Isolated fallopian tube torsion is a rare cause of acute pelvic pain. The preoperative diagnosis is frequently delayed due to the rarity of this condition, as in this case. Underlying conditions affecting the tube may predispose to this condition, although torsion may also affect a previously healthy tube. Risk factors include a long or congested mesosalpinx, prior tubal ligation, hydrosalpinx, hypermotility of the fallopian tube, and trauma. Adnexal torsion is generally unilateral, with a slight right-sided predilection. Delay in diagnosis may lead to necrosis, infection, and peritonitis. Presenting symptoms include acute onset of lower abdominal pain that may be crampy or constant and dull. The pain may radiate to the groin or thigh and may be accompanied by nausea, vomiting, and peritoneal signs. Laboratory tests may show normal or slightly elevated levels.

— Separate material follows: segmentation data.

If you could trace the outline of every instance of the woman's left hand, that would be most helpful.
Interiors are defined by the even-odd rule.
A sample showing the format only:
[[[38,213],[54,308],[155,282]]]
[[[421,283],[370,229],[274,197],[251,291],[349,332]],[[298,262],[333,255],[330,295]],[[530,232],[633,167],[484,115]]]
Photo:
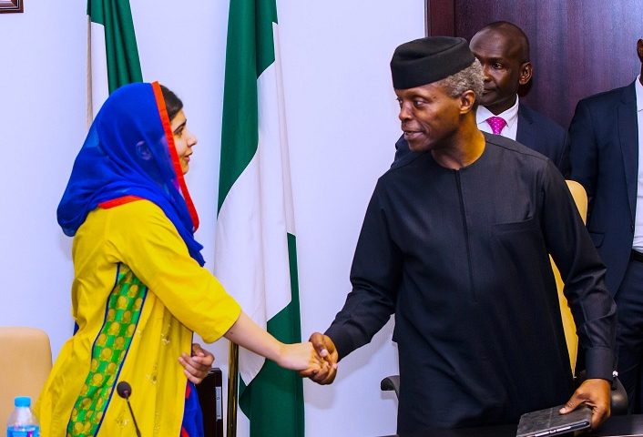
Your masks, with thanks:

US may demonstrate a hydrosalpinx or a paraovarian/paratubal cyst. The fallopian tube may have thickened echogenic walls and internal debris. An edematous mesosalpinx may be seen as a central solid component surrounded by the dilated fallopian tube.
CT demonstrates a dilated fluid-filled structure separate from the ovary and the fallopian tube wall may be thick and enhancing. Intraluminal attenuation greater than 50 HU indicates internal hemorrhage.
MR imaging findings include wall thickening of the distended fallopian tube and a swirled configuration of the tube away from the normal-appearing ovary can suggest the diagnosis.
MR Imaging of Acute Right Lower Quadrant Pain in Pregnant and Nonpregnant Patients Ivan Pedrosa, MD et al. May 2007 RadioGraphics, 27, 721-743.
Fallopian Tube Disease in the Nonpregnant Patient. Maryam Rezvani, MD. March 2011 RadioGraphics, 31, 527-548.